We are learning, as a human family and as Jews, the price of fear, and of second-hand information. It’s a long road, stretching all the way back to our parashat hashavua. In Sh’lakh L’kha, we have crossed the wilderness, we are camped on the edge of the Land of Promise. Perhaps it’s only human that we do not go immediately forward, trusting in G*d to support us into this final form of the unknown. Instead, Moshe our leader sends twelve scouts ahead of us, to travel the length and breadth of the land, and to bring back a report to the People Israel, waiting breathlessly, excited and, yes, also afraid. There is, after all, something about the final moment of truth from which we quail.
Why is the language of lovemaking so hard to learn?
Why is the body so often dumb flesh?
Why does the mind so often choose to fly away
at the moment the word waited for all one’s life is about to be spoken?
– Alice Walker, The Temple of My Familiar
The scouts complete their mission and return. They all agree that the land is beautiful and fertile. Then one of them begins to relate the size of the fortified cities and their inhabitants. “Really?” I can imagine the response. “How big are they?” asks one. “Are they fierce?” another anxiously inquires. “Do they eat people? I heard they eat people!” And before long Moshe has a full-fledged panic on his hands. Fear is electric, and it can bond us all together in a syngergistic current that makes of a casual remark a trigger for all the terrors an active imagination can create.
What makes the final step, that move from almost to arrival so terribly difficult that we begin to imagine all the ways that it cannot possibly succeed?
The entry into the Land of Promise is not only a geographical move. Viewed from the mythical perspective, we can feel the resonance to anything that is longed for, anything that is promised in some wonderful perfect future. It is no accident that in many stories of the journey to fulfillment, monsters must be battled. In Judaism those terrors are sometimes in the world around us, as we can see in the form of those who fight against change even when it is manifestly for the better, for themselves and for the world.
But the terror are also that which we conjure up inside us, and that urge, which our tradition names the yetzer hara’, the “evil impulse,” is often our most significant challenge.
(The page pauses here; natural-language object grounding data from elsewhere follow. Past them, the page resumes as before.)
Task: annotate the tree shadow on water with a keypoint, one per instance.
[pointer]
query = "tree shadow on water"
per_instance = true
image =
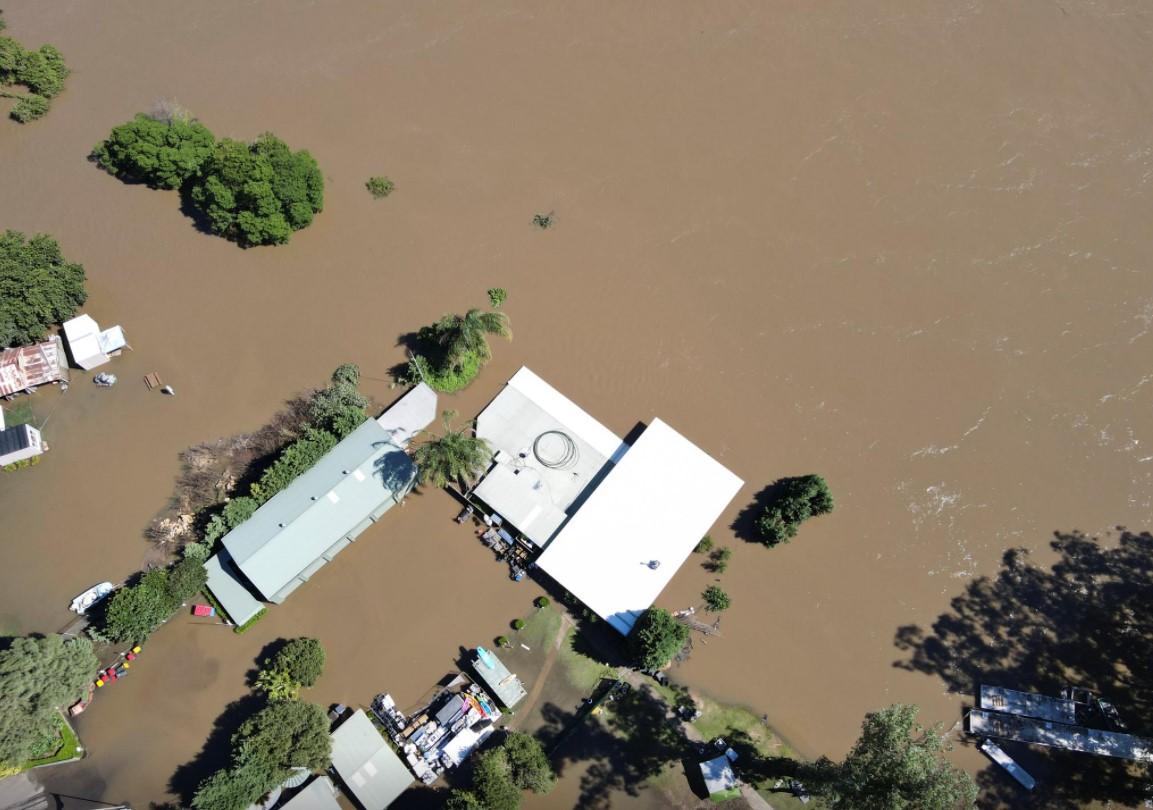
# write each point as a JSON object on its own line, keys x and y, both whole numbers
{"x": 1084, "y": 621}
{"x": 632, "y": 741}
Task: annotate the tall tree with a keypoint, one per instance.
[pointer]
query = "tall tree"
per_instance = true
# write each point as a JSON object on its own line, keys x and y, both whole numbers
{"x": 896, "y": 764}
{"x": 467, "y": 334}
{"x": 38, "y": 287}
{"x": 453, "y": 456}
{"x": 528, "y": 765}
{"x": 38, "y": 676}
{"x": 656, "y": 638}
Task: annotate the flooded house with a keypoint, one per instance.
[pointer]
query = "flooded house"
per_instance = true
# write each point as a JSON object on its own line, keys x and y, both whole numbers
{"x": 91, "y": 347}
{"x": 612, "y": 522}
{"x": 27, "y": 368}
{"x": 304, "y": 525}
{"x": 19, "y": 443}
{"x": 368, "y": 767}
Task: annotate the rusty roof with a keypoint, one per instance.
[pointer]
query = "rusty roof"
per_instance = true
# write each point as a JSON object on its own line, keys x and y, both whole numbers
{"x": 28, "y": 366}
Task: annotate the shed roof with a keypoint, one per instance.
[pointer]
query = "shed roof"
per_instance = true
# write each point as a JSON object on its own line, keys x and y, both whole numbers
{"x": 28, "y": 366}
{"x": 354, "y": 482}
{"x": 14, "y": 439}
{"x": 718, "y": 776}
{"x": 550, "y": 455}
{"x": 502, "y": 683}
{"x": 655, "y": 505}
{"x": 367, "y": 765}
{"x": 321, "y": 794}
{"x": 225, "y": 584}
The yetzer, we are taught, is not only an impulse to do evil; it is also that impulse which keeps us from believing in ourselves and in our ability to reach our Promise.
Why would the Israelites hesitate to enter the fulfillment of the Promise they lived for?
Why do people vote against their own interests?
Why do we so often run away from the love and wholeness
that is so close to our grasp,
and for which we so long?
On this Shabbat, Pride Shabbat, we celebrate the power of love in all its forms. Judaism teaches that love is the highest human expression, and Jewish mysticism promises that when we reach understanding, judgement and mercy will merge into compassion.
Don’t misunderstand me: there is evil, and there are real dangers. That’s why we have to always remember to stick together. There are real monsters out there. But the Israelites didn’t check on that report; didn’t consider the effect they might be experiencing, of the fear of the unknown. They panicked – without ever verifying if there really was anything to fear. That second-hand information cost them forty years more of wandering before another chance would come to reach the Promise.
Look inside: is there a magnifier there, enlarging every fear until they seem like monsters? The answer is to reach out of yourself. Get a new perspective: check what you think you know. Question your doubts as well as your beliefs. Ask someone you trust for another opinion – and not someone who will only agree with you. Get a second opinion about that which most terrifies you – there’s no need to add to the real monsters with those we construct out of fear, second hand.
Don’t be afraid, said Joshua and Caleb, the only two scouts who disagreed with the rest. Together we can do this. The Israelites did not hear them. Can we, so much further (we hope) down the road of learning about letting fear control us, hear them? When we support each other, we will find a way to let go of those fierce, people-eating monsters that appear between us and our wholeness when we are nearly, almost there. When we defeat the mirage of terror created by our own yetzer hara’ we will see it: the Land of the Promise we all long for.